Jesus promised us that whatever we ask in his name will be given us. There is power in this name. It has been known to heal the sick and drive out demons. The name of Jesus is a comfort and a light to those lost in darkness. From the earliest days of the church, the mere invocation of this name has been seen as a prayer in itself. Saint Bernard writes, 


"The sweet Name of Jesus produces in us holy thoughts, fills the soul with noble sentiments, strengthens virtue, begets good works, and nourishes pure affections. All spiritual food leaves the soul dry, if it contain not that penetrating oil, the Name Jesus…Jesus is honey in our mouth, light in our eyes, a flame in our heart. This name is the cure for all diseases of the soul. Are you troubled? think but of Jesus, speak but the Name of Jesus, the clouds disperse, and peace descends anew from heaven.

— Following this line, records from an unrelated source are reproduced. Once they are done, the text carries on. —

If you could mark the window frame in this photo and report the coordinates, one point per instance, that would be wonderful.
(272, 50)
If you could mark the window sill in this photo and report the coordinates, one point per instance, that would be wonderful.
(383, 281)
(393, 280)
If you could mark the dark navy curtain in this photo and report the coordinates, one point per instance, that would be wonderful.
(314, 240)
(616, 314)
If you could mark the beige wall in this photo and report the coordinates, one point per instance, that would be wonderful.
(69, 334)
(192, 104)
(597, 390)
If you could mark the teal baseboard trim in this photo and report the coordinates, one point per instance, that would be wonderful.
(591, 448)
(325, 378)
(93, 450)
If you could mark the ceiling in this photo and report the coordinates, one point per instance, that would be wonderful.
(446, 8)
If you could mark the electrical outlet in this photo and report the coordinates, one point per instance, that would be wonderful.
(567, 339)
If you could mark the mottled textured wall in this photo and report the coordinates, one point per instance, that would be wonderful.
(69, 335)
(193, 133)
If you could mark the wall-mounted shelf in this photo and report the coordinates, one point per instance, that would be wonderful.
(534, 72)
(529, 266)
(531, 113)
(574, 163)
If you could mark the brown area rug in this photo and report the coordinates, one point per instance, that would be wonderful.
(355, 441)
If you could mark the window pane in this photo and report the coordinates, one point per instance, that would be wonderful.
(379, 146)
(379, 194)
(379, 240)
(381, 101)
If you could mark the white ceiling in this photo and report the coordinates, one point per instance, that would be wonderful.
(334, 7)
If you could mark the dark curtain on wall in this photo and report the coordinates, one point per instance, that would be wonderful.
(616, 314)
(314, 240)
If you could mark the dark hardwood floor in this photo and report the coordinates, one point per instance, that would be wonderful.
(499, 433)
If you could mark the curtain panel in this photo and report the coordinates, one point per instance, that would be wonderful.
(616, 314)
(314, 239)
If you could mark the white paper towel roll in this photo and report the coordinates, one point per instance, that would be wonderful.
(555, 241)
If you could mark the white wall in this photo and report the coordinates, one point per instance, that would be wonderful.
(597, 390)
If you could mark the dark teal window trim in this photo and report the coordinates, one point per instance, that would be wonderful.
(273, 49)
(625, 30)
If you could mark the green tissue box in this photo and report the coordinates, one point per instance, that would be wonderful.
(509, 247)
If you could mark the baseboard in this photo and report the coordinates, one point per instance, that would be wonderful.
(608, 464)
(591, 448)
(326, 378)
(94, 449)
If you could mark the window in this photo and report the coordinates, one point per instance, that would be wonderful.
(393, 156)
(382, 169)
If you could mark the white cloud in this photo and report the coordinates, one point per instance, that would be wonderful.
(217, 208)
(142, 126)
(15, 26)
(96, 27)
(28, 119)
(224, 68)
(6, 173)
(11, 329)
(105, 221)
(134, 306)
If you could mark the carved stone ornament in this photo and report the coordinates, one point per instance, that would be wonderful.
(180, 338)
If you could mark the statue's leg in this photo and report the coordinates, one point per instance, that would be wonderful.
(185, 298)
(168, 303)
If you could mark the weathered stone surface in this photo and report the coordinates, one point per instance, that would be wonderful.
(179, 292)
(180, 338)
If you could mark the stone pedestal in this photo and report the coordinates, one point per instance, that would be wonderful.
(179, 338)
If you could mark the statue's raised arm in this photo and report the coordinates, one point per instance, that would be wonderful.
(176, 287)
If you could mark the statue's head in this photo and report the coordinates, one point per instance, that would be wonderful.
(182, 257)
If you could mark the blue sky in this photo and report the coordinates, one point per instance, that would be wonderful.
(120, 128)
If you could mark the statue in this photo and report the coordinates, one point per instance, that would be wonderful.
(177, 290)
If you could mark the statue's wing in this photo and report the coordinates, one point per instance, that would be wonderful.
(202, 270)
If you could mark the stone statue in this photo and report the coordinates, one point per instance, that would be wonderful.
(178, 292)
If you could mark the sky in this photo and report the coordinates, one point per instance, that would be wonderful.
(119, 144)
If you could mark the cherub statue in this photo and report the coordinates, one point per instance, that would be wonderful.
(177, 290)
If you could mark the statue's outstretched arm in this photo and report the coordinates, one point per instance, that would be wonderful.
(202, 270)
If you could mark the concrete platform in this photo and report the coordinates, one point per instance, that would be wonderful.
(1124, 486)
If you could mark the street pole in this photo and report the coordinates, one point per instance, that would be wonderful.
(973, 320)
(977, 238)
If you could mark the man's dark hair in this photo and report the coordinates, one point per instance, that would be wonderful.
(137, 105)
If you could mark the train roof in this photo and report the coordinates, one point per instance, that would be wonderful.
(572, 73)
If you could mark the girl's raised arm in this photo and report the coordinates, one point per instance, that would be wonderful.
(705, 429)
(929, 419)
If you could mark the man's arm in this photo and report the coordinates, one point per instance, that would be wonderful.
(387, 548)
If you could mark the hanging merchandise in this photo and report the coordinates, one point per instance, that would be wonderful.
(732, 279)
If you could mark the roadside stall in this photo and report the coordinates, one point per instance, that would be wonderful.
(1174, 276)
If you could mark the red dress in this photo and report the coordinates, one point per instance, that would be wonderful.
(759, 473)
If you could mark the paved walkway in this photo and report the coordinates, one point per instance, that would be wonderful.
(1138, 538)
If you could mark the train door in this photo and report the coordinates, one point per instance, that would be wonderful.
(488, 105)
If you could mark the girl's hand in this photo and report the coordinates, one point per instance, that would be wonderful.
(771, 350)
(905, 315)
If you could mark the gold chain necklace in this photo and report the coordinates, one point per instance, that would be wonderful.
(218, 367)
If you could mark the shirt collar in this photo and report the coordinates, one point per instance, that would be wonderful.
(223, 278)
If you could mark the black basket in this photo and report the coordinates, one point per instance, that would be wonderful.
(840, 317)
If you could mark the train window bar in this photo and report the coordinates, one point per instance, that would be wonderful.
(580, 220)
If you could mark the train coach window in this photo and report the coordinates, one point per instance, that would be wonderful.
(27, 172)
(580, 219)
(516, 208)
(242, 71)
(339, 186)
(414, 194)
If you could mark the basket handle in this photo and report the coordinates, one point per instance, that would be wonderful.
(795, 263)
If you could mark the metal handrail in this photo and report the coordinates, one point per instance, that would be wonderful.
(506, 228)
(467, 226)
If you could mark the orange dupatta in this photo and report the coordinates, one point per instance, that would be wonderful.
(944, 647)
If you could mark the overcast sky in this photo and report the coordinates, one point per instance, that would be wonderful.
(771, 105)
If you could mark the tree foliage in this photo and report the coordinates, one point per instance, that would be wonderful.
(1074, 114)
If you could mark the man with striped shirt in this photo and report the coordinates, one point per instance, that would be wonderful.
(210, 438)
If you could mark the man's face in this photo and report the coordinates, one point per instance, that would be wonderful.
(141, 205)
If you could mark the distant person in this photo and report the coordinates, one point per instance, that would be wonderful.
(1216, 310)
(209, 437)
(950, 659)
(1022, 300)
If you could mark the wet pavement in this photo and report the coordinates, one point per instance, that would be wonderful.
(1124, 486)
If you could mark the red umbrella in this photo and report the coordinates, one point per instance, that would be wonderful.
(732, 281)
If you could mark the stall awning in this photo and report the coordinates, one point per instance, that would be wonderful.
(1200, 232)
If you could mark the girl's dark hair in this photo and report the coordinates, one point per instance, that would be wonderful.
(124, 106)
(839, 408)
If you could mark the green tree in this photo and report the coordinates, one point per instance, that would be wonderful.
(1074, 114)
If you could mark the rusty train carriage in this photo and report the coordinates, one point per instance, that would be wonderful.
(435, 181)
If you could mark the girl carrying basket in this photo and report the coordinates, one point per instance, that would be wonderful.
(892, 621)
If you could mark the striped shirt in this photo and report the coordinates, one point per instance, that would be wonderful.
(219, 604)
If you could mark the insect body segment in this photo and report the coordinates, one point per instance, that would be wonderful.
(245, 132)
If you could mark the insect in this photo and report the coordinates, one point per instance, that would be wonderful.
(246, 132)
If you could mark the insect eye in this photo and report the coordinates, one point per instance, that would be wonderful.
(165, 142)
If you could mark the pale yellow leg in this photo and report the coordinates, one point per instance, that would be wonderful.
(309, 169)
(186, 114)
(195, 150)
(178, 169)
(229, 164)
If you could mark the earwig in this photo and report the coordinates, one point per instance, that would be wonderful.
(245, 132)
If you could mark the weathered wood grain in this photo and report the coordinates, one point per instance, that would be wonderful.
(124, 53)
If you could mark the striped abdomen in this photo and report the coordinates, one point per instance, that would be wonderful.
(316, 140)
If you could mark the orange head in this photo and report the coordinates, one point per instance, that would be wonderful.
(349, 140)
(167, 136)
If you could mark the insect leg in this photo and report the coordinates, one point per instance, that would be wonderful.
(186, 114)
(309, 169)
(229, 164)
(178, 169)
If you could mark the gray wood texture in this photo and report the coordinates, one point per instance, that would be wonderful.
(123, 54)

Have you fallen into sin? so that you fear death? invoke the Name of Jesus, and you will soon feel life returning. No obduracy of the soul, no weakness, no coldness of heart can resist this holy Name; there is no heart which will not soften and open in tears at this holy name. Are you surrounded by sorrow and danger? invoke the Name of Jesus, and your fears will vanish."


I pray that you would call upon his name often, meditate on it, and delight in it. This name is God’s gift to us. Come, let us bless his holy name!